Donnerstag, April 09, 2015

Erfahrung in einem mehrbesseren Hotel-WC

Heute fuhren MitstudentInnen und ich in die grosse Stadt Z., weil wir da bei einem Kunstwettbewerb mitgemacht und es in die letzte Runde geschafft hatten - Jurypräsentation. Die Präsentation vor der Jury - Architekt, Kuratorin,..... - fand in einem mehrbesseren Hotel (Zimmerpreise ab 315.-) in einem Konferenzraum statt. Wir waren viel zu früh dran und gingen noch auf Klo. Tür auf: Wow! Die ganze linke Wand besteht nur aus Fensterglas, vier Stockwerke weiter unten strömt ein Fluss vorbei. Darüber Sicht auf die Stadt.
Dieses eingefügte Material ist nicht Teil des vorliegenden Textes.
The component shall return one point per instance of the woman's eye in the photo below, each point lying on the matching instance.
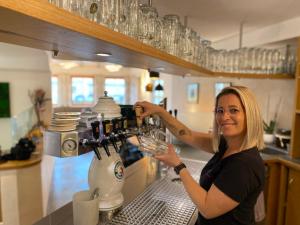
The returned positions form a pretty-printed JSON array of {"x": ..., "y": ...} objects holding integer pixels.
[
  {"x": 233, "y": 111},
  {"x": 219, "y": 111}
]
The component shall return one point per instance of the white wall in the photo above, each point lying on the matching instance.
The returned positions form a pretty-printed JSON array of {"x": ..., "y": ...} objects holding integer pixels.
[
  {"x": 200, "y": 116},
  {"x": 278, "y": 32},
  {"x": 26, "y": 70}
]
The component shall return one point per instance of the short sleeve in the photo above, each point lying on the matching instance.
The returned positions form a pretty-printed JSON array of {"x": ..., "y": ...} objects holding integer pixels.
[{"x": 236, "y": 179}]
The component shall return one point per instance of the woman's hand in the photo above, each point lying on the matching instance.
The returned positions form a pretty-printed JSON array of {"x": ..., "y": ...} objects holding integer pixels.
[
  {"x": 170, "y": 158},
  {"x": 148, "y": 108}
]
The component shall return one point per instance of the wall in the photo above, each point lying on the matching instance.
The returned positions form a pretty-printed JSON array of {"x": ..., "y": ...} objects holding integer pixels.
[
  {"x": 26, "y": 70},
  {"x": 278, "y": 32},
  {"x": 200, "y": 116},
  {"x": 99, "y": 72}
]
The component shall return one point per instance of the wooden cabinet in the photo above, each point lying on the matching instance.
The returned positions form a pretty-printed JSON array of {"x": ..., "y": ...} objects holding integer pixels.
[
  {"x": 282, "y": 193},
  {"x": 271, "y": 192},
  {"x": 292, "y": 215},
  {"x": 295, "y": 139},
  {"x": 39, "y": 24}
]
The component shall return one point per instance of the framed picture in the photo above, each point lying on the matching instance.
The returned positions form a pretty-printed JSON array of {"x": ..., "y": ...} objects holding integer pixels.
[
  {"x": 193, "y": 93},
  {"x": 220, "y": 85}
]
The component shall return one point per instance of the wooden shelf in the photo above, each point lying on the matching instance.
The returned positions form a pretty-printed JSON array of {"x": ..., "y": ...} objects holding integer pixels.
[
  {"x": 41, "y": 25},
  {"x": 256, "y": 76}
]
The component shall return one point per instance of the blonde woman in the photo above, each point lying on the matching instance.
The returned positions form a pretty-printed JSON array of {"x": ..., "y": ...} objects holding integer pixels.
[{"x": 233, "y": 178}]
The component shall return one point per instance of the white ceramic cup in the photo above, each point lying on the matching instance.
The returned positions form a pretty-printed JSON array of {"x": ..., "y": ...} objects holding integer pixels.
[{"x": 85, "y": 208}]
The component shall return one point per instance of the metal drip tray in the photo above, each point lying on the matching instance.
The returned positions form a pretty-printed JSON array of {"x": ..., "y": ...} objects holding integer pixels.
[{"x": 164, "y": 202}]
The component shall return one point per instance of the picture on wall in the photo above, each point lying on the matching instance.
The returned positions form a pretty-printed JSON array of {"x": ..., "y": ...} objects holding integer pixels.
[
  {"x": 220, "y": 85},
  {"x": 193, "y": 93},
  {"x": 4, "y": 100}
]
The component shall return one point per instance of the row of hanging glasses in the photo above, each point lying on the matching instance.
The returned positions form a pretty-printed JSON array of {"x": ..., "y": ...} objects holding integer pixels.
[
  {"x": 142, "y": 22},
  {"x": 252, "y": 60}
]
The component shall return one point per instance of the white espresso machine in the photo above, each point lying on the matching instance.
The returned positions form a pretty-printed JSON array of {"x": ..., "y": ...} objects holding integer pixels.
[{"x": 106, "y": 172}]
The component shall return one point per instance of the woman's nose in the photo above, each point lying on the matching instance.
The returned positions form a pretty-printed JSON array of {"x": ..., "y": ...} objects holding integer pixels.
[{"x": 225, "y": 115}]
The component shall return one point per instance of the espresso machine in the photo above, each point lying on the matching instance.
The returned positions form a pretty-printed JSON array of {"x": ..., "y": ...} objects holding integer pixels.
[
  {"x": 104, "y": 136},
  {"x": 107, "y": 172}
]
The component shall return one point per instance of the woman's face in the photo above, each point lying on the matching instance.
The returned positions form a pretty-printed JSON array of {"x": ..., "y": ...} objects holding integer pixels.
[{"x": 230, "y": 116}]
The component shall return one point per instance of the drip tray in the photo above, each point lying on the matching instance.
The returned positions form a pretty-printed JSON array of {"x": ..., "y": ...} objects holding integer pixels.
[{"x": 164, "y": 202}]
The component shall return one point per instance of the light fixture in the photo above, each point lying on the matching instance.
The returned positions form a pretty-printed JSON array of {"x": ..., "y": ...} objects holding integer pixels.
[
  {"x": 103, "y": 54},
  {"x": 153, "y": 75},
  {"x": 159, "y": 87},
  {"x": 113, "y": 67},
  {"x": 149, "y": 87},
  {"x": 68, "y": 65}
]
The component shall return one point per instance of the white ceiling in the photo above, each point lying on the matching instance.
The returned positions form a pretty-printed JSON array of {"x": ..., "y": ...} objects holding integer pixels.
[{"x": 217, "y": 19}]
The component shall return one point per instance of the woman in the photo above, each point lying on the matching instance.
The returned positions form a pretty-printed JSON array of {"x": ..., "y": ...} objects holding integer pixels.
[{"x": 234, "y": 177}]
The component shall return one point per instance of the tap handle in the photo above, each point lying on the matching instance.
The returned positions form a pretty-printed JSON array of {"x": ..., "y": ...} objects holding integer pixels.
[
  {"x": 104, "y": 144},
  {"x": 113, "y": 139},
  {"x": 96, "y": 129},
  {"x": 138, "y": 112},
  {"x": 93, "y": 144},
  {"x": 175, "y": 113}
]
Die einzelnen WC-Kabinen sind geräumig, sauber und indirekt beleuchtet. Das Farbkonzept ist angenehm. Vor dieser Glaswand nun stehen drei einzelne "Säulen", die Lavabos. Darüber perfekt ausgeleuchtete Spiegel. Und jetzt der Hammer: Es gibt eine Art Kasten, auf dessen einen Seite kleine Becherchen gestapelt sind. Man kann sich so einen ziehen und unter den Kasten halten. Eine blaue Flüssigkeit strömt in das Becherchen: Mundspülung!! So spülen wir alle unsere Münder und fühlen uns danach perfekt erfrischt, um in die Runde zu lächeln und unser Projekt vorzustellen. Ob es was genützt hat, erfahren wir nächste Woche.

Sonntag, April 05, 2015

Hallo April

Erst ein mail der treuen Frau Vorgarten reisst mich aus meinem aktuellen Alltag und zurück zur Besinnung. Wie unangenehm ich inaktive Blogs finde - und nun wird meiner auch so einer? Nein, nein, nein. Danke, Frau Vorgarten!!

Unzählige Male forschte ich in den vergangenen vier Monaten der Schwangerschaftsübelkeit nach. Wie lange sie normalerweise dauert. In welcher Woche sie meistens nachlässt. Und wann spätestens (die Ausnahmen, die bis zur Geburt hin dauern, klammern wir mit dieser Klammer aus). Überall hiess es, spätestens in/nach der 16. Woche sollte sie abklingen. Auch mein Hausarzt, der mich zeitenweise gar zu 100% arbeitsunfähig schreiben musste, prophezeite eine Wende in dieser Woche. Und es kam so. Irgendwann in der 16. Woche hatte ich plötzlich mehr Energie und Appetit. In der 17. Woche kaufte ich mir endlich einen homöopatischen Spray - man mag davon halten, was man will, ich inklusive - den mir meine Hebamme schon lange lange vorher empfohlen hatte. Enzian. Er schmeckte bitter wie mein lieblingsalkoholisches Getränk, Suze. Nun weiss ich nicht, ob es der Spray war oder schlichtweg die 17. Woche, wahrscheinlich vor allem letzteres - aber das Elend löste sich auf wie Frühnebel in der Morgensonne.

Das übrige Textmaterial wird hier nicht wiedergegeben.